Kate asintió, con la cara pegada a la chaqueta de él.

– Creí que me seguían. Creí…

– Lo siento. -Cavetti la abrazaba con fuerza-. Seguramente era uno de mis hombres. El de la parada del autobús. Sólo queríamos asegurarnos de que fueras para casa.

Kate cerró los ojos y cogió aire, temblorosa, sintiendo una indescriptible mezcla de nerviosismo y alivio. Notó cómo se calmaban los latidos de su corazón y se separó de él, tratando de recobrar la compostura.

– ¿Cómo es que han venido?

– Éste es James Nardozzi -dijo Cavetti, presentándole al hombre que lo acompañaba: delgado, de mandíbula pronunciada, vestido con impermeable, traje gris liso y corbata roja también lisa-. Es del Departamento de Justicia.

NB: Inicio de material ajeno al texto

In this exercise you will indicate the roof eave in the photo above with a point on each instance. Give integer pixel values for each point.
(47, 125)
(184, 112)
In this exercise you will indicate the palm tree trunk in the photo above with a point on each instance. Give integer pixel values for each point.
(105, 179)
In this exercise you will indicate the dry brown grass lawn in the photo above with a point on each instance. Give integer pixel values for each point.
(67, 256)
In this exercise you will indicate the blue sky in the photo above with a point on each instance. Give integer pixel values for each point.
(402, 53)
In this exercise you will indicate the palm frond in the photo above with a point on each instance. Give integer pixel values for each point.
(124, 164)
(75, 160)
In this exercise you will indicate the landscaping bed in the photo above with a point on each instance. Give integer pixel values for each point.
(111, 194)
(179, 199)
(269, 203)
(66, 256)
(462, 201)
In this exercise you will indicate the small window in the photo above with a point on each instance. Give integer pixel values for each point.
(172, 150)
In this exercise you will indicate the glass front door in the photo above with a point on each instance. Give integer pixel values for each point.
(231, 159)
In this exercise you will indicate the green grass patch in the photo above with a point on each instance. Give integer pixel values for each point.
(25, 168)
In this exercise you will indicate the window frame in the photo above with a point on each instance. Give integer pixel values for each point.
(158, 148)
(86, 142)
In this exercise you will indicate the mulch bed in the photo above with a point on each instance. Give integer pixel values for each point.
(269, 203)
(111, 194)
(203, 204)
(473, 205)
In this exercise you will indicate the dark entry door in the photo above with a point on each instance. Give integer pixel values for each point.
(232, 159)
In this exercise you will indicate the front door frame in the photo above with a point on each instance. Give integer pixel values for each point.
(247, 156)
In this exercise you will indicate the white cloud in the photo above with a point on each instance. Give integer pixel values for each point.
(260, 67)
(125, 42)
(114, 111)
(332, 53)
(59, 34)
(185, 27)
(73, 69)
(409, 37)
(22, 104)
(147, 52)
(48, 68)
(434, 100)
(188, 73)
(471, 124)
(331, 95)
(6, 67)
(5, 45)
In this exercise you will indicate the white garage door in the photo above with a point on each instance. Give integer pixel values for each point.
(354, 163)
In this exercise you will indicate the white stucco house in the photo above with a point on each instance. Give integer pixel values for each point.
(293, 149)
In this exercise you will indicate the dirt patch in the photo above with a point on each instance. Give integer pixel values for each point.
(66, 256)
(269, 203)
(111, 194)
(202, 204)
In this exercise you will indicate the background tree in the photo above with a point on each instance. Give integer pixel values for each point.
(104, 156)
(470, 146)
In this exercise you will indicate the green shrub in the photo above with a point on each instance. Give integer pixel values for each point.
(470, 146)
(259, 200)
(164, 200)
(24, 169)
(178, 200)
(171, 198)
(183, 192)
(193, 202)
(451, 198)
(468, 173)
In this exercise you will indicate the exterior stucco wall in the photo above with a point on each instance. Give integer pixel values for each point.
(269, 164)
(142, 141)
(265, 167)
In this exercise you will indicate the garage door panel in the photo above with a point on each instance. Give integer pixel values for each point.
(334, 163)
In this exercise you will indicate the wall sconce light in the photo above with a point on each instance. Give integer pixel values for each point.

– Sí -asintió Kate, algo apesadumbrada-. Lo recuerdo del juicio.

El abogado sonrió fríamente.

– Tenemos que hacerte algunas preguntas, Kate -dijo el agente, del WITSEC.

– Claro. Aún le temblaban algo las manos. Le costó un poco acertar a meter la llave en la cerradura y descorrer el pestillo. Fergus estaba en la puerta, ladrando-. Tranquilo, chico…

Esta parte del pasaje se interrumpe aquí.